We have already presented the ambitious plans for this second mapping orbit, sometimes known as "the second mapping orbit" and sometimes more succinctly and confusingly as "survey orbit." As with all four of Dawn's mapping orbits, it is designed to take the spacecraft over the poles, ensuring the best possible coverage. The ship will fly from the north pole to the south over the side of Ceres facing the sun, and then loop back to the north over the side hidden in the deep dark of night. On the day side, Dawn will aim its camera and spectrometers at the lit ground, filling its memory to capacity with the readings. On the night side, it will point its main antenna to distant Earth in order to radio its findings home. At Dawn's altitude, Ceres will appear twice as wide as the camera's view. (As illustrated in this table, it will look about the size of a soccer ball seen from a yard, or a meter, away.) But as the dwarf planet rotates on its axis and Dawn sails around in its more leisurely orbit, eventually all of the landscape will come within sight of the instruments.

Only one noteworthy change has been made in the intricate plans for survey orbit since May 2014's shocking exposé.
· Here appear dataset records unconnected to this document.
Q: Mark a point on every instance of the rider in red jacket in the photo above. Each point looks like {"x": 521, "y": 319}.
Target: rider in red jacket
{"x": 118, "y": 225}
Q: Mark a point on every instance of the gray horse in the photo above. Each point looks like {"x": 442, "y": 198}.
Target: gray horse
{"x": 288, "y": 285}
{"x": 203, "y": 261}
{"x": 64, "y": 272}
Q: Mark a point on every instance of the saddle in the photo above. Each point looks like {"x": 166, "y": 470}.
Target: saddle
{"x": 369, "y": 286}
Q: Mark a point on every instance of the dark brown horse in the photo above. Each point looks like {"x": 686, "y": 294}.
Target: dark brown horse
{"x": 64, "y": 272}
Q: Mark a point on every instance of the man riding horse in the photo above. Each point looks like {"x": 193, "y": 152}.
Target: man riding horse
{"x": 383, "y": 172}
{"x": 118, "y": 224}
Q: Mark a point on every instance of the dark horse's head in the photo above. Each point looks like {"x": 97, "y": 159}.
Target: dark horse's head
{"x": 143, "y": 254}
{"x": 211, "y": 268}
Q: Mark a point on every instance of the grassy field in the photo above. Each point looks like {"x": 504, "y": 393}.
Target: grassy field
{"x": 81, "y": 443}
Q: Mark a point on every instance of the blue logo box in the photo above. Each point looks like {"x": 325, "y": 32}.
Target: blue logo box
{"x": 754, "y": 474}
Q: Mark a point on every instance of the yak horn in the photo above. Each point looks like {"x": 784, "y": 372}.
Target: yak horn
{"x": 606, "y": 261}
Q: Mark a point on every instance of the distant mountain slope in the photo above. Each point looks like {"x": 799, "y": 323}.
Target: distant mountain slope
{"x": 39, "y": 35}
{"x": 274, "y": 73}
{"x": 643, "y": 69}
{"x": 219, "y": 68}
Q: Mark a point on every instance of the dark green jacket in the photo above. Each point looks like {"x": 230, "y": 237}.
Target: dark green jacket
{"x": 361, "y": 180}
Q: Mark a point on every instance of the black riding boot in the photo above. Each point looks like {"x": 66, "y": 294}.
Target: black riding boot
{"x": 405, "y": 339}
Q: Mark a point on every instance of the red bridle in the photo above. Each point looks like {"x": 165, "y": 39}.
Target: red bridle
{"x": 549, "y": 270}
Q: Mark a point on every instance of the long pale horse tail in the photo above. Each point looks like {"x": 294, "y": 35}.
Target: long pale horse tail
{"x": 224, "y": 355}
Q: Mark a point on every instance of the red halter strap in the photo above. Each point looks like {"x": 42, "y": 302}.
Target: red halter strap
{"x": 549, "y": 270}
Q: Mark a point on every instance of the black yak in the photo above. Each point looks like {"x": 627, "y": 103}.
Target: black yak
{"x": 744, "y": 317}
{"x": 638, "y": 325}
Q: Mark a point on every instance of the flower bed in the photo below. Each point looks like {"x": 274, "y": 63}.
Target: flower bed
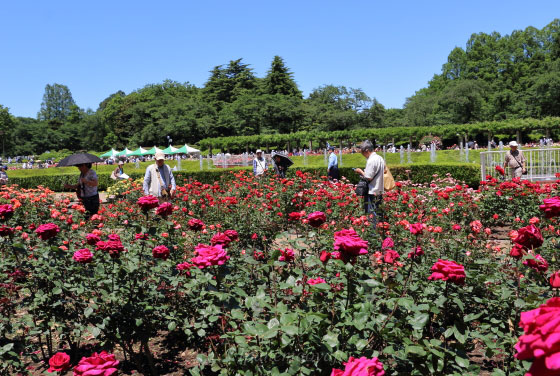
{"x": 284, "y": 276}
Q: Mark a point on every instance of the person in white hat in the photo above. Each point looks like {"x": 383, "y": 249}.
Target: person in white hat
{"x": 515, "y": 160}
{"x": 259, "y": 164}
{"x": 159, "y": 180}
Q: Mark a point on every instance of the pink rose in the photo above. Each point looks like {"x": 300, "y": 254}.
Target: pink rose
{"x": 161, "y": 252}
{"x": 551, "y": 207}
{"x": 529, "y": 237}
{"x": 390, "y": 256}
{"x": 360, "y": 367}
{"x": 195, "y": 224}
{"x": 448, "y": 270}
{"x": 47, "y": 231}
{"x": 83, "y": 256}
{"x": 416, "y": 228}
{"x": 315, "y": 281}
{"x": 538, "y": 263}
{"x": 540, "y": 341}
{"x": 102, "y": 364}
{"x": 221, "y": 239}
{"x": 59, "y": 362}
{"x": 287, "y": 255}
{"x": 387, "y": 243}
{"x": 6, "y": 211}
{"x": 349, "y": 243}
{"x": 316, "y": 219}
{"x": 209, "y": 255}
{"x": 164, "y": 209}
{"x": 148, "y": 202}
{"x": 92, "y": 239}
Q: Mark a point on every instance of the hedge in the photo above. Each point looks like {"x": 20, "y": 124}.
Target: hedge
{"x": 418, "y": 173}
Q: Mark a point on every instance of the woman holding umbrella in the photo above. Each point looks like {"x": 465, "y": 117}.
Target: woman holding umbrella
{"x": 87, "y": 182}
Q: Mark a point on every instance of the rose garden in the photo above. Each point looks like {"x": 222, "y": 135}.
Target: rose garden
{"x": 283, "y": 277}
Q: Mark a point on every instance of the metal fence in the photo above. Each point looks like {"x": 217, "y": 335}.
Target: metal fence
{"x": 542, "y": 164}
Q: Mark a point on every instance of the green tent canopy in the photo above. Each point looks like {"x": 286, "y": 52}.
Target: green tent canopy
{"x": 109, "y": 154}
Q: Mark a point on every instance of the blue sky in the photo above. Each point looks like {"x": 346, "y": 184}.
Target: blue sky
{"x": 389, "y": 49}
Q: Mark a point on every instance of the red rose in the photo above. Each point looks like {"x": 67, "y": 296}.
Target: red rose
{"x": 59, "y": 362}
{"x": 6, "y": 211}
{"x": 47, "y": 231}
{"x": 316, "y": 219}
{"x": 161, "y": 252}
{"x": 195, "y": 224}
{"x": 538, "y": 263}
{"x": 209, "y": 256}
{"x": 349, "y": 243}
{"x": 541, "y": 339}
{"x": 390, "y": 256}
{"x": 164, "y": 209}
{"x": 529, "y": 237}
{"x": 148, "y": 202}
{"x": 360, "y": 367}
{"x": 416, "y": 228}
{"x": 551, "y": 207}
{"x": 448, "y": 270}
{"x": 83, "y": 256}
{"x": 555, "y": 280}
{"x": 102, "y": 364}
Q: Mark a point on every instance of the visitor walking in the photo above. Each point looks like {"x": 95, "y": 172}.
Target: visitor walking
{"x": 159, "y": 180}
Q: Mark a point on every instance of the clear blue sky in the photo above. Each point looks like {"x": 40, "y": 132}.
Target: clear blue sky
{"x": 389, "y": 49}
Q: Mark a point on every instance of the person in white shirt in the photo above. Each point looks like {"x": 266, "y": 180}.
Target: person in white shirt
{"x": 373, "y": 173}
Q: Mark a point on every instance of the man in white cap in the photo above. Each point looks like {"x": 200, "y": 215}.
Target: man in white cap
{"x": 159, "y": 180}
{"x": 259, "y": 164}
{"x": 515, "y": 160}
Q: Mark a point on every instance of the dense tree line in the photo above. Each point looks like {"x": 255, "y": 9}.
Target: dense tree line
{"x": 493, "y": 78}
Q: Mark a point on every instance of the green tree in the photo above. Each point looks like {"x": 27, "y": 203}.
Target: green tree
{"x": 57, "y": 104}
{"x": 279, "y": 79}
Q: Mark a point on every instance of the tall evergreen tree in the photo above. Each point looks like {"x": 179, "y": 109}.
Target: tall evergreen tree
{"x": 279, "y": 79}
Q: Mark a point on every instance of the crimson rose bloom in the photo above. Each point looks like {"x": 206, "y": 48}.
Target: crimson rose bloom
{"x": 47, "y": 231}
{"x": 59, "y": 362}
{"x": 538, "y": 263}
{"x": 315, "y": 281}
{"x": 349, "y": 243}
{"x": 448, "y": 270}
{"x": 232, "y": 235}
{"x": 164, "y": 209}
{"x": 551, "y": 207}
{"x": 195, "y": 224}
{"x": 161, "y": 252}
{"x": 517, "y": 251}
{"x": 209, "y": 255}
{"x": 541, "y": 339}
{"x": 529, "y": 237}
{"x": 6, "y": 211}
{"x": 221, "y": 239}
{"x": 360, "y": 367}
{"x": 82, "y": 256}
{"x": 92, "y": 239}
{"x": 316, "y": 219}
{"x": 555, "y": 280}
{"x": 390, "y": 256}
{"x": 148, "y": 202}
{"x": 102, "y": 364}
{"x": 416, "y": 228}
{"x": 6, "y": 231}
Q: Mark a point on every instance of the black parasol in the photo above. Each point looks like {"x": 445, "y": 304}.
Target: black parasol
{"x": 284, "y": 161}
{"x": 77, "y": 159}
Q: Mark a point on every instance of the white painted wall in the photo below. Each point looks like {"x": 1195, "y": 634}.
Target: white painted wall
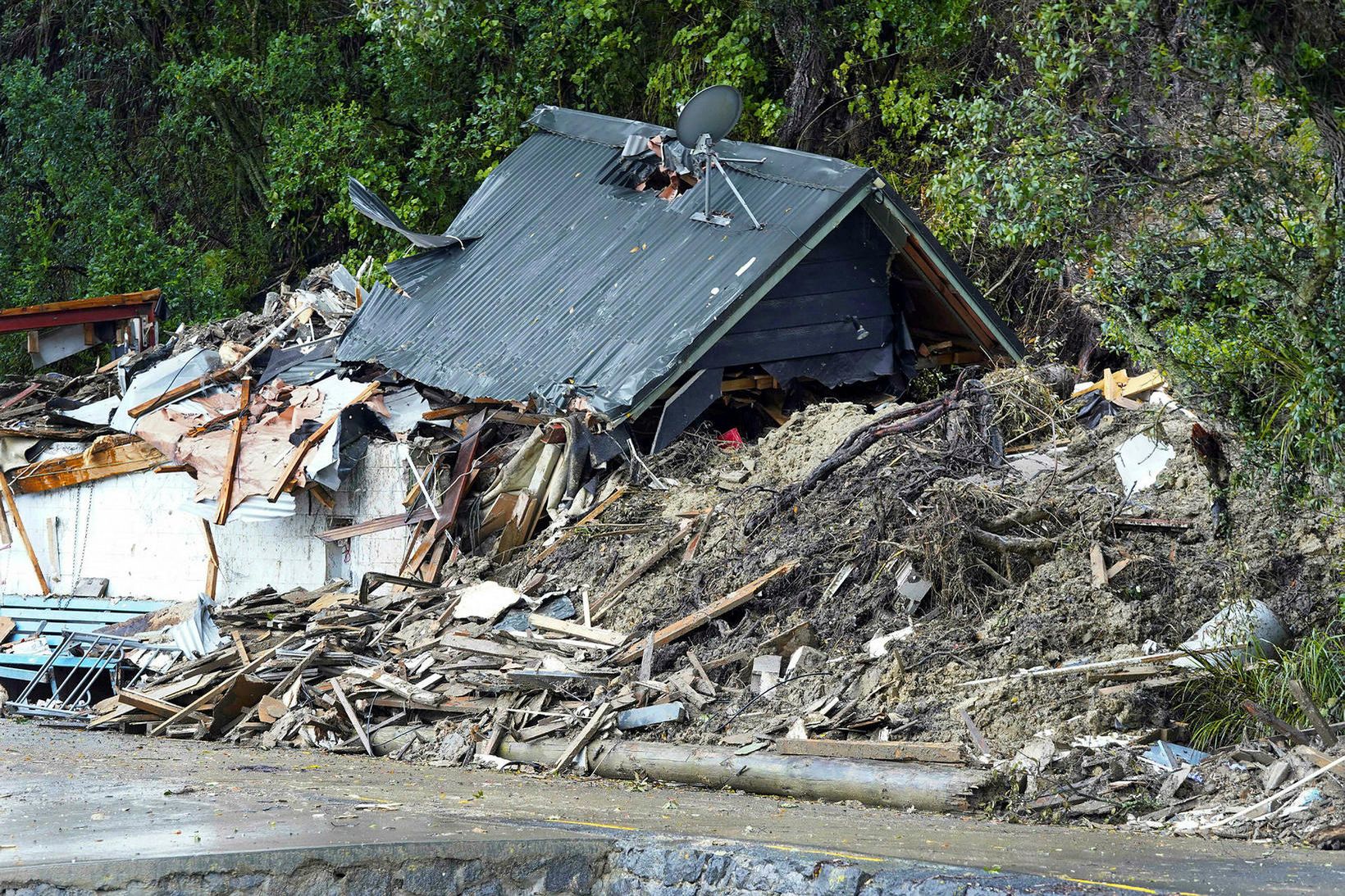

With the observations starting on June 5, the subsequent complex orbital flight to the third mapping orbit (also known as HAMO) would have begun on June 27. As we have seen, the rapidly changing orbit in the spiral descents requires a great deal of effort by the small operations team on a rigid schedule. The capable men and women flying Dawn accomplished the maneuvers flawlessly at Vesta and are well prepared for the challenges at Ceres. The work is very demanding, however, and so, just as at Vesta, the team has built into the strategy the capability to make adjustments to align most of the tasks with a conventional work schedule. The technical plans (even including the exquisitely careful husbanding of hydrazine following the loss of the two reaction wheels) fully account for such human factors. It turns out that leaving survey orbit three days later shifts a significant amount of the following work off weekends, making it more comfortable for the team members. Three days is one complete revolution, and always extracting as much from the mission as possible, they have devised another full set of observations for an eighth orbit. As a result, survey orbit may be even more extensive and productive than originally anticipated.
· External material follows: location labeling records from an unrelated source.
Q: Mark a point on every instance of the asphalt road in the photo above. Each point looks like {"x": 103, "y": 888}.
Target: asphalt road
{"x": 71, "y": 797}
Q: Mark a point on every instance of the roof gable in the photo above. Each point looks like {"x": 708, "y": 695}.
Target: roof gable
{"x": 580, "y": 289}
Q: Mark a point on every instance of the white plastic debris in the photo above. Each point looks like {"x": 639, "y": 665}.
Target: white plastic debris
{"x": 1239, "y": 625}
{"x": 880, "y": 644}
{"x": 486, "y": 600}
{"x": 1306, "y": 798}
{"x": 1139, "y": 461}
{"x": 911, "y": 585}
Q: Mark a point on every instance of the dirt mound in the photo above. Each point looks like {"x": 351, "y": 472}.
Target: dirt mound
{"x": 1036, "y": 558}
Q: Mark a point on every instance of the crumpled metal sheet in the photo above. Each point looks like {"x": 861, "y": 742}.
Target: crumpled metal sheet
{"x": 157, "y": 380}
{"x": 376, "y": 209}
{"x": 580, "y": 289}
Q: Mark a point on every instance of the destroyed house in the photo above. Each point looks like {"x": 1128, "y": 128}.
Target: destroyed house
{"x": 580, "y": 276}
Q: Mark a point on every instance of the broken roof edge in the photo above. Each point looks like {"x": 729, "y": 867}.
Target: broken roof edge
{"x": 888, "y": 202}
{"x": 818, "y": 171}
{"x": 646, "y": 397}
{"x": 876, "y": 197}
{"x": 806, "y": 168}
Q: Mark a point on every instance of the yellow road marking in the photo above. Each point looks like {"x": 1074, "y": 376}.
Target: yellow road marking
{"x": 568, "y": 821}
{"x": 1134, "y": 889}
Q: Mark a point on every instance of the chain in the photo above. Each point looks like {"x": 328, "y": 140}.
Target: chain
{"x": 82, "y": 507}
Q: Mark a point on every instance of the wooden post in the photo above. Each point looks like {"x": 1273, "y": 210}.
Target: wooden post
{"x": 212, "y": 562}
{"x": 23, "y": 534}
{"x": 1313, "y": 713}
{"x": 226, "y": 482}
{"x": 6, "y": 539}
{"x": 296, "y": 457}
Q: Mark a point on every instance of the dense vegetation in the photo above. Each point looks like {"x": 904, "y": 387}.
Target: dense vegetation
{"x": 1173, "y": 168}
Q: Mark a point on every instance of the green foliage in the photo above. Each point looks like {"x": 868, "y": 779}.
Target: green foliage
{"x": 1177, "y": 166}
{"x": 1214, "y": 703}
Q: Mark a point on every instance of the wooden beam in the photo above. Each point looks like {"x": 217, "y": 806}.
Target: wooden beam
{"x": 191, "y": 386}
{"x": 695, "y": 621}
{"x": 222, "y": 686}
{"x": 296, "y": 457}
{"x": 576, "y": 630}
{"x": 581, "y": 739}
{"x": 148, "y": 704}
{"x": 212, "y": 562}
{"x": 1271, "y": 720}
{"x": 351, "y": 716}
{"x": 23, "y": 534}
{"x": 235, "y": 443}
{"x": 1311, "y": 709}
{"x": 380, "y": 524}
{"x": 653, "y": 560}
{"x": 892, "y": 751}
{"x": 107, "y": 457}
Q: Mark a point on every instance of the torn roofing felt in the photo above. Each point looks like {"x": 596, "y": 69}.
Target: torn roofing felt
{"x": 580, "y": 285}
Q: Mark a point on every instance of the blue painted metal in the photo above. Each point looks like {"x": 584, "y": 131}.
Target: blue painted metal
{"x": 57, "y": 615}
What awaits Dawn in the next mapping phase? The views will be three times as sharp as in the previous orbit, and exciting new discoveries are sure to come. What answers will be revealed? And what new questions (besides this one) will arise? We will know soon, as we all share in the thrill of this grand adventure. To help you keep track of Dawn's progress as it powers its way down and then conducts further observations, your correspondent writes brief (hard to believe, isn't it?) mission status updates. And although in space no one can hear you tweet, terrestrial followers can get even more frequent updates with information he provides for Twitter @NASA_Dawn.

Dawn is 3,400 miles (5,500 kilometers) from Ceres. It is also 2.30 AU (214 million miles, or 345 million kilometers) from Earth, or 855 times as far as the moon and 2.27 times as far as the sun today. Radio signals, traveling at the universal limit of the speed of light, take 38 minutes to make the round trip.